Glycosphingolipids, including gangliosides, are representative lipid raft markers that perform a variety of physiological roles in cell membranes. However, studies aimed at revealing their dynamic behavior in living cells are rare, mostly due to a lack of suitable fluorescent probes. Recently, the ganglio-series, lacto-series, and globo-series glycosphingolipid probes, which mimic the behavior of the parental molecules in terms of partitioning to the raft fraction, were developed by conjugating hydrophilic dyes to the terminal glycans of glycosphingolipids using state-of-art entirely chemical-based synthetic techniques. High-speed, single-molecule observation of these fluorescent probes revealed that gangliosides were scarcely trapped in small domains (100 nm in diameter) for more than 5 ms in steady-state cells, suggesting that rafts including gangliosides were always moving and very small. Furthermore, dual-color, single-molecule observations clearly showed that homodimers and clusters of GPI-anchored proteins were stabilized by transiently recruiting sphingolipids, including gangliosides, to form homodimer rafts and the cluster rafts, respectively. In this review, we briefly summarize recent studies, the development of a variety of glycosphingolipid probes as well as the identification of the raft structures including gangliosides in living cells by single-molecule imaging.

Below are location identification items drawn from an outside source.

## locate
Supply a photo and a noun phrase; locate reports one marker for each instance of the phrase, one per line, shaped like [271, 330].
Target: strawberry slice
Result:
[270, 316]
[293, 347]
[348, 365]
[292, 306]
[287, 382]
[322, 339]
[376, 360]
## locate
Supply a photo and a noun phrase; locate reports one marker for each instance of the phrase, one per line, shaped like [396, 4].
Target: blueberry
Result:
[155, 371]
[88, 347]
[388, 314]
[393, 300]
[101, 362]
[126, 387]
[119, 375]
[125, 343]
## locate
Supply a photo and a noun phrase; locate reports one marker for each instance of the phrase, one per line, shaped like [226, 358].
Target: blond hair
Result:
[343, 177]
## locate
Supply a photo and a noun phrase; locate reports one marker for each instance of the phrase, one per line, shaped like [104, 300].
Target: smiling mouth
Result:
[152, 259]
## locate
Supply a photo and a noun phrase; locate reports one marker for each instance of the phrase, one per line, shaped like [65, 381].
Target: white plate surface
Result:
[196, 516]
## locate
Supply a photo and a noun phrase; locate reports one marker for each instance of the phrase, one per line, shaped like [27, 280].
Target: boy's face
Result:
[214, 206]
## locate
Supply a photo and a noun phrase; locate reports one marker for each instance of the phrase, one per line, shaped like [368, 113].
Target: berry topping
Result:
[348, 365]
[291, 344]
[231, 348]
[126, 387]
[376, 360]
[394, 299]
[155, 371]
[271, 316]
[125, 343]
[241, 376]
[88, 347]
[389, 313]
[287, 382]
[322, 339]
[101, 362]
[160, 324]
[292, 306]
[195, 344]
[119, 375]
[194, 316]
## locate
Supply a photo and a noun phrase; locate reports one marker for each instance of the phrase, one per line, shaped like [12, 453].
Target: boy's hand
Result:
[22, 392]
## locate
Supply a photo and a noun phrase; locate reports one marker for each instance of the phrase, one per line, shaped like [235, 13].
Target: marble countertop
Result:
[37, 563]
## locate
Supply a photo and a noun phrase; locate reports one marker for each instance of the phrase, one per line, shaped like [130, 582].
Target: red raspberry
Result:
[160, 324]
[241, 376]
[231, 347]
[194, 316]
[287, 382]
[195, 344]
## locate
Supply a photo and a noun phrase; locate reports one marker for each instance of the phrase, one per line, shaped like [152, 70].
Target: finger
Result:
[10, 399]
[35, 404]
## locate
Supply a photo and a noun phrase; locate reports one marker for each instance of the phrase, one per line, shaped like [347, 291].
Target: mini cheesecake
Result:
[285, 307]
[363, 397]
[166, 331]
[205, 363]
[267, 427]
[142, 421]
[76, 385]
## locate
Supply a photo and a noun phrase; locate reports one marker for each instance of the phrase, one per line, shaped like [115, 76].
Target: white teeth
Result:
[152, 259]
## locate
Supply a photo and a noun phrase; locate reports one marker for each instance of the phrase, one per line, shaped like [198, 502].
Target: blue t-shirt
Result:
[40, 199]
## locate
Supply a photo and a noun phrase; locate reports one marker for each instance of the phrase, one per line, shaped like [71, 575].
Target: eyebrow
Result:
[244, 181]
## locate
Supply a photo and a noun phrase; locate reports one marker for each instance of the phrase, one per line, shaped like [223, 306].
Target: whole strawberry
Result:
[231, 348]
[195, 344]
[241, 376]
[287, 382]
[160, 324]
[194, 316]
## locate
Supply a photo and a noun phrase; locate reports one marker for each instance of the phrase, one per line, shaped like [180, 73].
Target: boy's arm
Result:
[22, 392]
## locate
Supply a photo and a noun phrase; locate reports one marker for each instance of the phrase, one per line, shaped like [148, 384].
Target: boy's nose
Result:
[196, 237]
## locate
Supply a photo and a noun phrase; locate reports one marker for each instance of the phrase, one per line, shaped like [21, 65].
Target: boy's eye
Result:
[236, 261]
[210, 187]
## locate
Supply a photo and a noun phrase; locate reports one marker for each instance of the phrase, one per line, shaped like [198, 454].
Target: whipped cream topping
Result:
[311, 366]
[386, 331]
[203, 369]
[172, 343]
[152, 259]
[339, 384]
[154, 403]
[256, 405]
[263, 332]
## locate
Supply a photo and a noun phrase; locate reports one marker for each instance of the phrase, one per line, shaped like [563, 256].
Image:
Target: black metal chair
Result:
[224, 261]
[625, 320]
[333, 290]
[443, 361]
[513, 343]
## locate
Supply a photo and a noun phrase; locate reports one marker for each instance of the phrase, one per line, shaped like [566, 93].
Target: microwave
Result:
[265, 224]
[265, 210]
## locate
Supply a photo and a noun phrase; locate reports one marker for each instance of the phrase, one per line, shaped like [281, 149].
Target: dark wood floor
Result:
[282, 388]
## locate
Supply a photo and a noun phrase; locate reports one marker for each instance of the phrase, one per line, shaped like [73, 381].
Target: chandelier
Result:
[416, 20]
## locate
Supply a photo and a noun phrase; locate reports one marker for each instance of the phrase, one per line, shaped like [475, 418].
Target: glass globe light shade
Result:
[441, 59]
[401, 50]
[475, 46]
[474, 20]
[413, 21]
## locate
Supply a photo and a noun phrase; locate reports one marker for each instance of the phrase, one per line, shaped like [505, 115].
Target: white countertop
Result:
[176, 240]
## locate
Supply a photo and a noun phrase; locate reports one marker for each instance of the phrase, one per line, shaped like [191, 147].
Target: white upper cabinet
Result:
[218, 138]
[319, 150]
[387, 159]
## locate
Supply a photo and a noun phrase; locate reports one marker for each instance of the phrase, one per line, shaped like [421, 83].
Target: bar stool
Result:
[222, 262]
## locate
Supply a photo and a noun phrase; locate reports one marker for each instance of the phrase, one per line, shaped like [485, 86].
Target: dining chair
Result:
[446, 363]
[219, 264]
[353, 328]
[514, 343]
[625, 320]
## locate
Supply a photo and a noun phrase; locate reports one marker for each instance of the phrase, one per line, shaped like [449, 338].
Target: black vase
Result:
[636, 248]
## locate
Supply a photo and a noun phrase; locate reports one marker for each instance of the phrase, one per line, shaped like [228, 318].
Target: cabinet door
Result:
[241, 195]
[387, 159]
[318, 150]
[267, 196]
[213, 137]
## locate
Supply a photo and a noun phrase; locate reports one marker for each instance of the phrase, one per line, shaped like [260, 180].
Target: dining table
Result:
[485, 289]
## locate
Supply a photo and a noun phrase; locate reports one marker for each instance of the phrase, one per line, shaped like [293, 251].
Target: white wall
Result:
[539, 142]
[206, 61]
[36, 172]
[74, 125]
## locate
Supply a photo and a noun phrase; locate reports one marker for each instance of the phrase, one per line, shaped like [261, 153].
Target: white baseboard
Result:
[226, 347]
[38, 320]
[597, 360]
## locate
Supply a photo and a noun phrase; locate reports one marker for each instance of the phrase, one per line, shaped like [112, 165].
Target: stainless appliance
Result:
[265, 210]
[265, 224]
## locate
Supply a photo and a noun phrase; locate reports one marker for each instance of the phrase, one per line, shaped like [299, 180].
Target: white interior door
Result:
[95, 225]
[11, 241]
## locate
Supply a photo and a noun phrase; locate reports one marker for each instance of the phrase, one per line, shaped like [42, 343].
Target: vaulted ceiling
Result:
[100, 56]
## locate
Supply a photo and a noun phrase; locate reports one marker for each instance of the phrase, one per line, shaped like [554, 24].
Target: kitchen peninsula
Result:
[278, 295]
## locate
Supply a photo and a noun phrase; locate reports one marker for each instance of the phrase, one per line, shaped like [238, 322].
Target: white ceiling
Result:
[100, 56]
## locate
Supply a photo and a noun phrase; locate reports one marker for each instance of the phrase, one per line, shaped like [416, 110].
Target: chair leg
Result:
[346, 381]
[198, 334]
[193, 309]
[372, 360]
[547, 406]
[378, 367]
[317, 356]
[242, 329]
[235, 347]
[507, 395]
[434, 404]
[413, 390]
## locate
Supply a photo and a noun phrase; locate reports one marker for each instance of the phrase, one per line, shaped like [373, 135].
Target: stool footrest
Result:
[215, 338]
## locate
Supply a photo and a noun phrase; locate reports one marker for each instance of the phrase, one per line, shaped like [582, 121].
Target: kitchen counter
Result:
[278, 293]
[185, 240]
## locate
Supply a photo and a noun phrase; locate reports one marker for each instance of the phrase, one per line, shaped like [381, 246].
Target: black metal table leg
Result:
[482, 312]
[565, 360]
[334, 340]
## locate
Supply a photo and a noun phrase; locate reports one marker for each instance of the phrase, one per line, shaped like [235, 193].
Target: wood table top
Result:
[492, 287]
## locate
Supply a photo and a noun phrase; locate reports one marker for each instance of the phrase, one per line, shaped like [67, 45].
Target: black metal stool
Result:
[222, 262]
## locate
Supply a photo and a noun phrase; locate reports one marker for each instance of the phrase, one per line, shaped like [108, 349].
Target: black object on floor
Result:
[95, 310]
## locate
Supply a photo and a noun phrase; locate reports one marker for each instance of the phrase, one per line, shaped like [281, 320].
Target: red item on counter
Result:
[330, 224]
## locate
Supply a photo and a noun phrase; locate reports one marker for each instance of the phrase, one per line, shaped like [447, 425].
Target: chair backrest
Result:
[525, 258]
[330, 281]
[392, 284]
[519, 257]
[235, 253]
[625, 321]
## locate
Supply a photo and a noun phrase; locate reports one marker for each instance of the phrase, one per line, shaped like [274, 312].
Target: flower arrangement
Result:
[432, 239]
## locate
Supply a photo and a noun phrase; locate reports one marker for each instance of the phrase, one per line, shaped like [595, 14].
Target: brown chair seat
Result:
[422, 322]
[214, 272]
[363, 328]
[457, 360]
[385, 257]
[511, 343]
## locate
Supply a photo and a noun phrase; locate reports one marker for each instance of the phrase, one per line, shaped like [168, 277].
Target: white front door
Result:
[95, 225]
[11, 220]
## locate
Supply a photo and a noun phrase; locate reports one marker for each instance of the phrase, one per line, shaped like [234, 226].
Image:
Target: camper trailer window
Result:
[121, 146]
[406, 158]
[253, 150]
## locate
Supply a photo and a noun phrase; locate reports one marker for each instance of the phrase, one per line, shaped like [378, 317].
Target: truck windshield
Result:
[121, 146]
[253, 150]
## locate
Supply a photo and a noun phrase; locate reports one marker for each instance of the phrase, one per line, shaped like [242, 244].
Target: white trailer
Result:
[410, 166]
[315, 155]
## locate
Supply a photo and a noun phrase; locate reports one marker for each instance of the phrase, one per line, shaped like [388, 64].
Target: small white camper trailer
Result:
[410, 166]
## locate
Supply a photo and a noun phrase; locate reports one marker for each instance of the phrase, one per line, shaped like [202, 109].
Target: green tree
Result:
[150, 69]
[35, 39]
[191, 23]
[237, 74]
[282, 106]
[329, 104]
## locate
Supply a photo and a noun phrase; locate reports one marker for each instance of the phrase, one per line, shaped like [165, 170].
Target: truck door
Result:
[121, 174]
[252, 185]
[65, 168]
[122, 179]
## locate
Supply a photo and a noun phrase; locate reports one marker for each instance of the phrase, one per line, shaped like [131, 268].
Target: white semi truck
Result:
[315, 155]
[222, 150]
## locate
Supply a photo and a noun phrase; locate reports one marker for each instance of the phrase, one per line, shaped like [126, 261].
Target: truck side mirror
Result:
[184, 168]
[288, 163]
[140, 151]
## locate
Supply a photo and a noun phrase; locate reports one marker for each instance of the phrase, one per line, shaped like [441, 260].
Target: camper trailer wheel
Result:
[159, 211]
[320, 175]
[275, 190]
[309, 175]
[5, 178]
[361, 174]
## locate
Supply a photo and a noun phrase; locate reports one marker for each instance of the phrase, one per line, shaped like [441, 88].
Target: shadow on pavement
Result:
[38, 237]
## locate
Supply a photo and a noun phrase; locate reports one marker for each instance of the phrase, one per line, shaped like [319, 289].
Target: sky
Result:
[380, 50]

鞘糖脂，包括神经节苷脂，是代表性的脂筏标记物，在细胞膜中发挥多种生理作用。然而，旨在揭示它们在活细胞中的动态行为的研究很少见，这主要是由于缺乏合适的荧光探针。最近，神经节系列、乳糖系列和 globo 系列糖鞘脂探针通过使用状态-将亲水性染料与糖鞘脂的末端聚糖结合来开发，它们模拟亲本分子在分配到筏部分方面的行为。最先进的完全基于化学的合成技术。对这些荧光探针的高速单分子观察表明，在稳态细胞中，神经节苷脂几乎不会被困在小区域（直径 100 nm）中超过 5 毫秒，这表明包含神经节苷脂的筏总是在移动并且非常小。此外，双色、单分子观察清楚地表明，同二聚体和 GPI 锚定蛋白簇通过瞬时募集鞘脂（包括神经节苷脂）分别形成同二聚体筏和簇筏来稳定。在这篇综述中，我们简要总结了最近的研究、各种糖鞘脂探针的开发以及通过单分子成像识别活细胞中的筏结构，包括神经节苷脂。分别形成同源二聚体筏和簇筏。在这篇综述中，我们简要总结了最近的研究、各种糖鞘脂探针的开发以及通过单分子成像识别活细胞中的筏结构，包括神经节苷脂。分别形成同源二聚体筏和簇筏。在这篇综述中，我们简要总结了最近的研究、各种糖鞘脂探针的开发以及通过单分子成像识别活细胞中的筏结构，包括神经节苷脂。